問題が発覚したのは、天水市麦積区の「褐石培心幼稚園」。7月8日に天水市政府が発表した報告によると、同園に在籍する幼児251人のうち、実に233人の血中鉛値が基準値を超えていることが確認された。鉛中毒の主な原因とされているのは、園内で使用された“彩色絵の具”——この絵の具は、そもそも「食用不可」と明記されていたにもかかわらず、園の給食調理に使用されていたという。

事件の発端は、保護者たちが子どもたちの体調異常を訴え、血液検査を実施したことによる。その結果、多くの園児の血液から高濃度の鉛が検出された。調査によって、園長の朱某琳(女)と投資者の李某芳(女)が、厨房スタッフに対しインターネット経由で市販の彩色顔料を購入・稀釈し、クッキーやデザートなど一部の食品に色づけ目的で使用することを許可していたことが判明した。

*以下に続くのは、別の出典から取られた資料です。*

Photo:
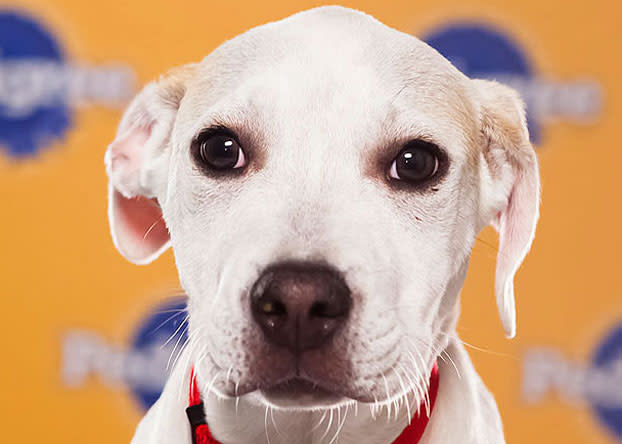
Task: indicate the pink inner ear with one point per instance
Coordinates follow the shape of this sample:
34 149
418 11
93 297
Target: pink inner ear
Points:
140 228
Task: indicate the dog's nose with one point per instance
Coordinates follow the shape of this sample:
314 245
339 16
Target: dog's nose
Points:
300 305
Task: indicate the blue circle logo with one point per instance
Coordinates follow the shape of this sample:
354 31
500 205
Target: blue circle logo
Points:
481 51
605 381
157 344
33 99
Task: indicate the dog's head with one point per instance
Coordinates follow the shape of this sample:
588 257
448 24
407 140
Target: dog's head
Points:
322 180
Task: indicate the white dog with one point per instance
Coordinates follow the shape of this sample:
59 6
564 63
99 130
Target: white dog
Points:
322 180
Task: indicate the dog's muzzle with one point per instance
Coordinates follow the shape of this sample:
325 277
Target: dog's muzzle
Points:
300 305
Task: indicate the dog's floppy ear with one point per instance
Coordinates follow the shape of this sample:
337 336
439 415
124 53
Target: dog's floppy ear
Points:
137 167
510 187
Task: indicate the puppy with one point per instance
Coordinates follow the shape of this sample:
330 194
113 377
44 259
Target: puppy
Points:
322 180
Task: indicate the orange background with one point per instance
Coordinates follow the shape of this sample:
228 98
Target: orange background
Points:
60 270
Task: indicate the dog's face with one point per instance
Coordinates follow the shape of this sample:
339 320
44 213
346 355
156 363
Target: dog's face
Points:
323 180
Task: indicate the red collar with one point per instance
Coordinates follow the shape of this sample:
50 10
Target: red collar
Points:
410 435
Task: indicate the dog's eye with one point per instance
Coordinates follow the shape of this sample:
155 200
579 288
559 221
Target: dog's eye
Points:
417 162
219 149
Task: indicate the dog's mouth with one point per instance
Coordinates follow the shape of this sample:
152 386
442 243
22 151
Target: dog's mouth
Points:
300 393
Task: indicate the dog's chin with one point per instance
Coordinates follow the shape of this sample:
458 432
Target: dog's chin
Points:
299 394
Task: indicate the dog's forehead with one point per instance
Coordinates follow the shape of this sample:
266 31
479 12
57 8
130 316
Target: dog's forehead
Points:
333 66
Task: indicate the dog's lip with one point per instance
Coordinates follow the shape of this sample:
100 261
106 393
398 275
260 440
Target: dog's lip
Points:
298 387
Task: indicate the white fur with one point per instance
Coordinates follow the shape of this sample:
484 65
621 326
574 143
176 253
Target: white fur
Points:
316 99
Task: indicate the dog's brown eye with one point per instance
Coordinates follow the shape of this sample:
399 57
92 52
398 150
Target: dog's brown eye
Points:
219 149
416 163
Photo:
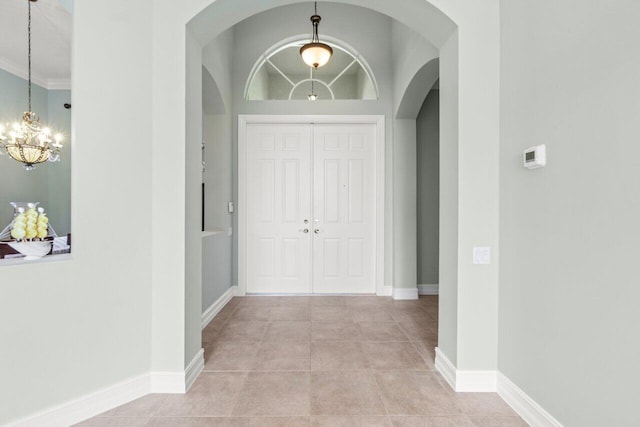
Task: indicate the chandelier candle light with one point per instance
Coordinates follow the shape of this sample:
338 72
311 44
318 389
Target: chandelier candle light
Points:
28 141
316 54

公安部は7月3日未明、園側が隠していた残留顔料を押収。検査の結果、この顔料には高濃度の鉛が含まれており、有害物質として分類されるものであった。事件に関与したとされる朱某琳・李某芳を含む8名が、「有毒・有害食品の製造罪」で刑事拘留され、他の2名についても保釈下で調査が進められている。

この事件の重大性に鑑み、7月12日夜には甘粛省の共産党委員会および省政府が合同で調査チームを設立。調査は通常の地方対応ではなく、省委員会書記・胡昌升および省長・任振鶴という甘粛省のトップ二人が自ら陣頭指揮を執る「提級調査」として行われることとなった。

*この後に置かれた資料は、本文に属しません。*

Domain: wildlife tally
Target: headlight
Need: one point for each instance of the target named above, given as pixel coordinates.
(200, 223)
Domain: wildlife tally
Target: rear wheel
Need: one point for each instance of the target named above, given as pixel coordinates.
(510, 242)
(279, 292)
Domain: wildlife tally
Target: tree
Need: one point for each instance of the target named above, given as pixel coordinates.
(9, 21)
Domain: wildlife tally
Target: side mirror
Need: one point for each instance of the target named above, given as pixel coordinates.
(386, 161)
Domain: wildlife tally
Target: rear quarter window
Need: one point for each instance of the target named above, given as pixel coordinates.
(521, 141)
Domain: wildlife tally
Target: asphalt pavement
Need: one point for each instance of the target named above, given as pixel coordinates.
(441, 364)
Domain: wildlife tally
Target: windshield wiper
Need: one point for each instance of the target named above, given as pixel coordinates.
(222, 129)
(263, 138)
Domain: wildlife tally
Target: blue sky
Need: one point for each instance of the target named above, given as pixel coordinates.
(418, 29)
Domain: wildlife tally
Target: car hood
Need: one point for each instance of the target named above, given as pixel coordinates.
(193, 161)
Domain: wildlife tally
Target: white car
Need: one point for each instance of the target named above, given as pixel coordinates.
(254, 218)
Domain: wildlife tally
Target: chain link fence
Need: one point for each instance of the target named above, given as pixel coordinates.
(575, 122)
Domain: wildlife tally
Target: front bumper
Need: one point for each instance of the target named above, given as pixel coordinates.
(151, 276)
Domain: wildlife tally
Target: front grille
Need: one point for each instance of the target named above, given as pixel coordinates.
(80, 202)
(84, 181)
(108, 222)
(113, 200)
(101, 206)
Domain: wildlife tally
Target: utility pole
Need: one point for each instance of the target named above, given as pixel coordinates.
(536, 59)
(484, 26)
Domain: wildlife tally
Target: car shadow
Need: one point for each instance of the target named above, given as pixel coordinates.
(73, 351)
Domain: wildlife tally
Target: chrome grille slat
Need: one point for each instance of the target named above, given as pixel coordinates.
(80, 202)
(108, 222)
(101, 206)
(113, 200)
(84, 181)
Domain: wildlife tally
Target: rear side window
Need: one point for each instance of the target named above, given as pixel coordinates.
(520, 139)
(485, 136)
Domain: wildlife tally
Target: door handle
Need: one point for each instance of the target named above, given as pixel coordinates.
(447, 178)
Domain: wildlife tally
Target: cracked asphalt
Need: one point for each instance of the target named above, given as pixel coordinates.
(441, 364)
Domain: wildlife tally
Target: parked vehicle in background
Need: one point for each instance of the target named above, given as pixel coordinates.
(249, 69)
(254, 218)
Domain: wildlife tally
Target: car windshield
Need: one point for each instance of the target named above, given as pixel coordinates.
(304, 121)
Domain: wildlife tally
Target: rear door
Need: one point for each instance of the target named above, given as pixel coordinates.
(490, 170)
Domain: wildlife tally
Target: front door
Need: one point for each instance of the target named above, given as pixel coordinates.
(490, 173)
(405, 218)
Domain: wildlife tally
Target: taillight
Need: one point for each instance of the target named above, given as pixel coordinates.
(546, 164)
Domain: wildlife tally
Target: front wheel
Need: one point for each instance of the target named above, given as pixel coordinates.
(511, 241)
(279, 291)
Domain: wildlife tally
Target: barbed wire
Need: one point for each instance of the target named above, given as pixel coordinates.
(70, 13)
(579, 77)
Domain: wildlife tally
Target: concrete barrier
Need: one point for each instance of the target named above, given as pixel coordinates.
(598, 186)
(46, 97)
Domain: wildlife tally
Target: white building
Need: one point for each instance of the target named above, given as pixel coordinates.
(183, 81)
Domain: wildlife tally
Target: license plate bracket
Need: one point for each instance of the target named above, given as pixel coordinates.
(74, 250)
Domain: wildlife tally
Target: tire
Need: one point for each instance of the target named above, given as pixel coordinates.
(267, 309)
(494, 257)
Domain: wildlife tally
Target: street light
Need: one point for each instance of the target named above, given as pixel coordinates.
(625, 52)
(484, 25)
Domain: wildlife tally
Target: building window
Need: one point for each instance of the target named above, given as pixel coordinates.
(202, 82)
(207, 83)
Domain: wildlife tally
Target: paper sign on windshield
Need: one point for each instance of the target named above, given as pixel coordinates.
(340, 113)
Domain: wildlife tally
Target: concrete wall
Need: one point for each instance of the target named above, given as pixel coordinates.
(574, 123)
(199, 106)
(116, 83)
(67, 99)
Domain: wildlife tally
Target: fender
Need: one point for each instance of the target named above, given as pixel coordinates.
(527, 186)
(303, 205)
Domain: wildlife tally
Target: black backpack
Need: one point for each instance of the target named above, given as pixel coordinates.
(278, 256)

調査チームには、甘粛省紀律監察委員会、省教育庁、省公安庁、省エコ環境庁、省衛生健康委員会、省市場監管局などが参加。さらに、国家レベルからも生態環境部や国家衛生健康委員会の専門家、さらには国務院食品安全弁公室からも指導チームが派遣され、中央政府主導の重大案件として扱われている。

一方で、同市内の他の幼稚園——渭北幼稚園、慈愛幼稚園、蒙迪愛幼稚園の児童についても同様の検査が実施されたが、これらはすべて正常範囲内であり、事件の影響は「褐石培心幼稚園」に限定されているとされる。

中国では近年、学校や保育施設における食品安全問題が繰り返し社会問題となっており、今回の事件はその中でも極めて深刻な事例の一つである。今後、被害児童の健康回復支援、関係者の法的責任追及、幼児施設に対する全国的な安全管理強化など、多方面での対応が求められている。